Auction: An auction is one of the two main methods of sale and in Melbourne they account for around 30 per cent of all property sales. At an auction the property sells to the highest bidder as long as the vendor accepts the price.
An auction is regarded as is the most effective way of determining the true market value of a home and are popular in areas of Melbourne where there is a reasonable level of competition.
There are a range of other rules that apply to the conduct of an auction including rules covering the conduct of the auction, responsibilities for the vendor, agent and purchaser.
Buyers should be aware that unlike private sales, a cooling off period does not exist for when a property is purchased at an auction.
Private sale: Private sales account for around 70 per cent of all property sales and are more common the further from the CBD the property is located. Unlike an auction the property is advertised for sale and the sale price is negotiated between the vendor and the prospective purchasers.
Purchasers of properties at private sale generally have a cooling off period of three business days.
Vendor bid: A vendor bid occurs when an auctioneer or the vendor bids on the property during the course of an auction.
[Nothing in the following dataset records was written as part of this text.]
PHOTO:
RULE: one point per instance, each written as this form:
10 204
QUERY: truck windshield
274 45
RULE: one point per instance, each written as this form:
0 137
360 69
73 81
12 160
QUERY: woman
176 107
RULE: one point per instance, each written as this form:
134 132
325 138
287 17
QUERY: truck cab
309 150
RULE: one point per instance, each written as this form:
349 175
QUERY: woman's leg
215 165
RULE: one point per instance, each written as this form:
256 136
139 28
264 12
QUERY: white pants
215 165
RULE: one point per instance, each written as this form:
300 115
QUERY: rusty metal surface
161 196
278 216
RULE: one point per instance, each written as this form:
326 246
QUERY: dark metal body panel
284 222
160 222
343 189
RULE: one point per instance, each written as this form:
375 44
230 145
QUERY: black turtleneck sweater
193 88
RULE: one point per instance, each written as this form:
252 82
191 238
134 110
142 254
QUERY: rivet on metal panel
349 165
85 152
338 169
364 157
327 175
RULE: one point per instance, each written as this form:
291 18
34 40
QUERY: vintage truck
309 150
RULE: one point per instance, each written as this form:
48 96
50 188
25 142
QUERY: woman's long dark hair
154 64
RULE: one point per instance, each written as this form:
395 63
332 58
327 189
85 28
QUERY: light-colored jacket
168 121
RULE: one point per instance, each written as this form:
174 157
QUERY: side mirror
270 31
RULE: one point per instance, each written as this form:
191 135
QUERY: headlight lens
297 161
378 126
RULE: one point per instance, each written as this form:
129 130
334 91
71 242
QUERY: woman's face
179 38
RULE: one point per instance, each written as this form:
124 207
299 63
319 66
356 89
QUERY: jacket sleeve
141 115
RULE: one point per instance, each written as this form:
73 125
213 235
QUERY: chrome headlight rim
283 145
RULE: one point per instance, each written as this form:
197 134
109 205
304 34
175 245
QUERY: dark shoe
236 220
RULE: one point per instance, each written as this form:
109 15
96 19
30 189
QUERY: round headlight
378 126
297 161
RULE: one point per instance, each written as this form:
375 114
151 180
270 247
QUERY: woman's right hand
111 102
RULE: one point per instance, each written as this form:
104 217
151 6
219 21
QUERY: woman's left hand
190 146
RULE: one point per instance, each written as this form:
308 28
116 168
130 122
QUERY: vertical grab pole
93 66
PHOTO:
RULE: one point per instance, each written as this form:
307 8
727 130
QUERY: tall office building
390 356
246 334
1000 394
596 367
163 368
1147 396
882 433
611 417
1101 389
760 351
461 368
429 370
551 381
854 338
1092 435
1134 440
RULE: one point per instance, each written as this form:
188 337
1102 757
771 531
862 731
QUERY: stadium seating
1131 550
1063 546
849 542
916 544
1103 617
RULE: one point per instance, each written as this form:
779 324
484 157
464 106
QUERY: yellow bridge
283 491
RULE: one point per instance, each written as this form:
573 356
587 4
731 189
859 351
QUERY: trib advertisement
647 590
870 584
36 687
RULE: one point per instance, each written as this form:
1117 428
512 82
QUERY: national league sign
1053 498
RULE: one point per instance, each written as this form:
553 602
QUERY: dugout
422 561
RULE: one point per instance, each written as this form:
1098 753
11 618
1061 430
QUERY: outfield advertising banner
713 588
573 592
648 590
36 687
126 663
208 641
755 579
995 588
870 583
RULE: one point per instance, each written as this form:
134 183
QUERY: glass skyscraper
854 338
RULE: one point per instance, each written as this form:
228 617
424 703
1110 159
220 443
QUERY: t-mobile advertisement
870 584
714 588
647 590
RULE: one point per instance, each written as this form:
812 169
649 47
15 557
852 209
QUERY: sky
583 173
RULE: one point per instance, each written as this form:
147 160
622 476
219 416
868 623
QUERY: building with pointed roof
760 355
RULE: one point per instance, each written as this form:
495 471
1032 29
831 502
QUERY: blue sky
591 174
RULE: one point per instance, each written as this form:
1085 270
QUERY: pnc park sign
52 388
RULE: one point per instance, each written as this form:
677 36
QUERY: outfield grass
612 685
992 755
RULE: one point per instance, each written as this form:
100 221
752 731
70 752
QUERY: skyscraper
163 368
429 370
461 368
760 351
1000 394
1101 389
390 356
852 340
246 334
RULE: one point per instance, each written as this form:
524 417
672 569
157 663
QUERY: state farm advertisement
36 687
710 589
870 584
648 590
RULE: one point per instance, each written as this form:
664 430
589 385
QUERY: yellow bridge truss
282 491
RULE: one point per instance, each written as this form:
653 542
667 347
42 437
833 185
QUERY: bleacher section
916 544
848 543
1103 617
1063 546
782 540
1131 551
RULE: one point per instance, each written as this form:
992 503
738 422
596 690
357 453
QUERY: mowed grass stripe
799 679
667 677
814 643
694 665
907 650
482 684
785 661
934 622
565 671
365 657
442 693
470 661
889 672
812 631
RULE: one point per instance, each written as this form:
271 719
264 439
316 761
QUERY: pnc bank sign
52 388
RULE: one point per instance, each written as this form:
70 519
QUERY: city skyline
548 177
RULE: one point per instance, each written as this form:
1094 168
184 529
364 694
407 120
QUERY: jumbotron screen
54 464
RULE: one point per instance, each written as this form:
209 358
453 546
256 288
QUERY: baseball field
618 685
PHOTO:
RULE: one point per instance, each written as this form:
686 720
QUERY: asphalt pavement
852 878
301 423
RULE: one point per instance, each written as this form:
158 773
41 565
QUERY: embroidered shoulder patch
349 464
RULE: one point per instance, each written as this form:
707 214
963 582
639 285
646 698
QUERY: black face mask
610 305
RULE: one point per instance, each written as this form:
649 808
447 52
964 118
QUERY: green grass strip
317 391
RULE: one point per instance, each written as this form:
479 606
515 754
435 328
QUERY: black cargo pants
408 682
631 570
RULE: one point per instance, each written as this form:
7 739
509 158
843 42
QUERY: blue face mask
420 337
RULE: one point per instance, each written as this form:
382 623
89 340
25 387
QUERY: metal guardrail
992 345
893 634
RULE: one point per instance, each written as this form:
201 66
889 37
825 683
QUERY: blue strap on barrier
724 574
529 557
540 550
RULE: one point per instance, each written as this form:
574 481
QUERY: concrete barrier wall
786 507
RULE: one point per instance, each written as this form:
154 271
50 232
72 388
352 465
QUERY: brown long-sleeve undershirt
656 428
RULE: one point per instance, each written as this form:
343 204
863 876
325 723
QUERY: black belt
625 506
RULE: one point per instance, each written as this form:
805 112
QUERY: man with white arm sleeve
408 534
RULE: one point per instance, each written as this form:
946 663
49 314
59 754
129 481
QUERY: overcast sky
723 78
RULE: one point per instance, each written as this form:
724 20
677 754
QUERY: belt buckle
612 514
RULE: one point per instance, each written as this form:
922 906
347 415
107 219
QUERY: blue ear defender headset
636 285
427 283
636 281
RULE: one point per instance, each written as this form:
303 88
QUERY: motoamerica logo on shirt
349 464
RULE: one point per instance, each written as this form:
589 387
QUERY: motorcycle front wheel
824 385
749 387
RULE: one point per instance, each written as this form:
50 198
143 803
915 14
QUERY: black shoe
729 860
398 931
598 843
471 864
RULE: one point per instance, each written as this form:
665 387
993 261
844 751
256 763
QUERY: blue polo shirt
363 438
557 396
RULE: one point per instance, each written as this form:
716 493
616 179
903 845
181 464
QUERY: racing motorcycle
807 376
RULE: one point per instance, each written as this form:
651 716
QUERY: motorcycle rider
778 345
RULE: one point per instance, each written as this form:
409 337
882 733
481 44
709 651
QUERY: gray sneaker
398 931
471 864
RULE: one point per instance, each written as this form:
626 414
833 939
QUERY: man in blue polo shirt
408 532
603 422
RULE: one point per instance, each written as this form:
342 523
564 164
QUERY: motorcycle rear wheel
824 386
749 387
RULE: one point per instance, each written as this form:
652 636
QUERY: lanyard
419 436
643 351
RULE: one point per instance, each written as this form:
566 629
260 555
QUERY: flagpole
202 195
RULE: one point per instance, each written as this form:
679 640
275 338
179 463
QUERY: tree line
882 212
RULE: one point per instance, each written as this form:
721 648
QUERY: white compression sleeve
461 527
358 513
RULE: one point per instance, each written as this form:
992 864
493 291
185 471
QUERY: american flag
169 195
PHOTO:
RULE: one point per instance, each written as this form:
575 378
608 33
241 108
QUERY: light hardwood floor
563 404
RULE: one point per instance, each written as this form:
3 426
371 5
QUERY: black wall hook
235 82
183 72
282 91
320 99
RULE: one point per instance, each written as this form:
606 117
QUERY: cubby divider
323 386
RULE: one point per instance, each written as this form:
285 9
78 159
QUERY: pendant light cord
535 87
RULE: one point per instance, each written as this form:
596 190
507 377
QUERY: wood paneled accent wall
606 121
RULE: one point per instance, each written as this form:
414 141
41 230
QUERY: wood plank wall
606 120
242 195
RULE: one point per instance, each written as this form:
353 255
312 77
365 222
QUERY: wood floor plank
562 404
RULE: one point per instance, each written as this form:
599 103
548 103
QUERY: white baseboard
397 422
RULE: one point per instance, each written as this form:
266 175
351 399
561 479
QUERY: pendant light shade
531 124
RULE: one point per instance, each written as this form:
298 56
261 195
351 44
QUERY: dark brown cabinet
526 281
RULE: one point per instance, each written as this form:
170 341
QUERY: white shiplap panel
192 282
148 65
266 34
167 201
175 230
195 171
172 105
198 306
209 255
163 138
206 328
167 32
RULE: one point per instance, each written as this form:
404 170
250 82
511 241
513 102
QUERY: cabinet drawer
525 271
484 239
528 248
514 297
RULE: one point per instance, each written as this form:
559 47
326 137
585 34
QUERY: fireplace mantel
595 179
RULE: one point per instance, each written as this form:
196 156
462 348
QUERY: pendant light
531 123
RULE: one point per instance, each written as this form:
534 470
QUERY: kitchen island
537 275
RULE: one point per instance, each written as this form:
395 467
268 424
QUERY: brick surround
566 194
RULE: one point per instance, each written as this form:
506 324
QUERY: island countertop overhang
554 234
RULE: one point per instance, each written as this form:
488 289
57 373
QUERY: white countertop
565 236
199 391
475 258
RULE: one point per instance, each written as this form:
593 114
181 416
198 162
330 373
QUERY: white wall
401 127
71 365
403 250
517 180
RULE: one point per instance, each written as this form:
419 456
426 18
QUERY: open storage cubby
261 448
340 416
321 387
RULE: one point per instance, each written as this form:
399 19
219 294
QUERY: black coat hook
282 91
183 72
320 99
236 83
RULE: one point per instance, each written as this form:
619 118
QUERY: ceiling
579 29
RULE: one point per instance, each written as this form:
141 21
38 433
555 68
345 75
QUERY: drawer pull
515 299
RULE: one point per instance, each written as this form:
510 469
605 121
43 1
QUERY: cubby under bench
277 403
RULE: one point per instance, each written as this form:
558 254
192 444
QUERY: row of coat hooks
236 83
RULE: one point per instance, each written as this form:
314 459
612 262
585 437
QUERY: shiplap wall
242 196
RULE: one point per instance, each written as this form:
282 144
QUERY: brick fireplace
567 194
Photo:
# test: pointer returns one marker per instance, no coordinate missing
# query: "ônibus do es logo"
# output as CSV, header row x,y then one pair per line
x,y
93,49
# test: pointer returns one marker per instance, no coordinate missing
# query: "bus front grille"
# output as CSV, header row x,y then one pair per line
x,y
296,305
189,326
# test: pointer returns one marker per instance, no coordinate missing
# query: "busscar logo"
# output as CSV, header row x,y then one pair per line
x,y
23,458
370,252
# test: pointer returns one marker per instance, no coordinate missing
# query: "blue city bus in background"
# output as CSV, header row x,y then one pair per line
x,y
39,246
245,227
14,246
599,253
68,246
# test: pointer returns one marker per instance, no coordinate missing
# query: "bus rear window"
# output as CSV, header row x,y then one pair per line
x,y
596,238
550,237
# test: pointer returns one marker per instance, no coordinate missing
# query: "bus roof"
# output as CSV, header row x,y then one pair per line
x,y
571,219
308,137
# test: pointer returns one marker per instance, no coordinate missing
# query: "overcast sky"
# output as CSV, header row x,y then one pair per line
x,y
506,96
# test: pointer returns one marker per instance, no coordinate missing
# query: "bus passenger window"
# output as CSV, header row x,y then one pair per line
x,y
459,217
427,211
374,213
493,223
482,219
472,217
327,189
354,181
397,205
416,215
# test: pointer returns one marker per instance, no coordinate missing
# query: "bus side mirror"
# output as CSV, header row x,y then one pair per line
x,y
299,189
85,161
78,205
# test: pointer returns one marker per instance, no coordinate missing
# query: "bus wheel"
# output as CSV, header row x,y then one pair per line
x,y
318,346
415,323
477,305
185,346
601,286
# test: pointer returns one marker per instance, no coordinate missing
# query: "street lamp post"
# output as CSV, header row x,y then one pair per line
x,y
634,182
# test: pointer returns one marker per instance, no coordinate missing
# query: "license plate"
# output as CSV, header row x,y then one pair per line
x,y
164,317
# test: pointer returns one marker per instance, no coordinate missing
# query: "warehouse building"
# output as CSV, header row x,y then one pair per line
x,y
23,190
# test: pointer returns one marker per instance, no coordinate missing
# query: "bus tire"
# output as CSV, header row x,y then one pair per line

It must be clearly announced and is normally a sign by the vendor or auctioneer that a higher amount needs to be offered to secure the property.
Capital growth: It’s often used in real estate to describe the increase in the price or value of a property. For instance, the median price of a house in Coburg in this year’s March quarter was $509,250 and a year ago it was $407,500. Therefore the capital growth is the difference between the two, $101,750, divided by the earlier figure, $407,500, which equates to 25% over a year. Capital growth is also known as capital appreciation.
Investment return: From a real estate perspective, an investment return is very similar to the capital growth figure. It is the percentage of change in value of the investment over a given period of time.
Gross rental yield: This is frequently used to compare the investment return on a property investment. To calculate the amount, you divide the yearly rental income by the purchase price of the property. For instance, the yearly rental income on a three-bedroom house in Coburg is $18,200 and the median house price is $509,250 resulting in a gross rental yield of 3.57%.
Clearance rate is used as an indicator of market sentiment. It is the total of the properties sold before the auction, at the auction or the day after the auction divided by the number of auctions scheduled that day. For instance, if a property is sold before the auction, six sold at auction and one the day after the auction and 10 properties were listed, the clearance rate is 80%. The REIV publishes clearance rates and the actual number sold before, after, passed in and passed in on vendor bid, which provides transparency to market analysts and casual observers.
Owners Corporation is a new term in Victoria and replaces the term “body corporate”. An owners corporation commonly exists in units, apartments and medium-density housing when there is shared property, such as a driveway, stairs or car park. It can have as few as two members and there are rules governing how owners corporations operate and their roles. If you are considering buying a property, the vendor needs to declare that it’s an owners corporation member and provide details on its workings.
The median value is the middle price in a series of sales where half the sales are of lower value and half are of a higher value. For example, if 15 sales are recorded in a suburb and arranged in order from lowest to highest value, the eighth-placed is the median price. Medians are used rather than average prices because they are unaffected by a few unusually high or low prices, making them a more accurate indicator of true market activity.
The vacancy rate: The REIV surveys member agencies to build a register of the percentage of private rental homes that are vacant. The vacancy rate is simply the number of vacant rental properties that an agency has on its books divided by the number of rental properties they have. For instance, if an agency has 100 rental homes on its books and five are vacant then the vacancy rate is 5%. The vacancy rate is a general measure and it may be the case that the vacancy rate is higher in one suburb than another. It may also differ depending on the type of property.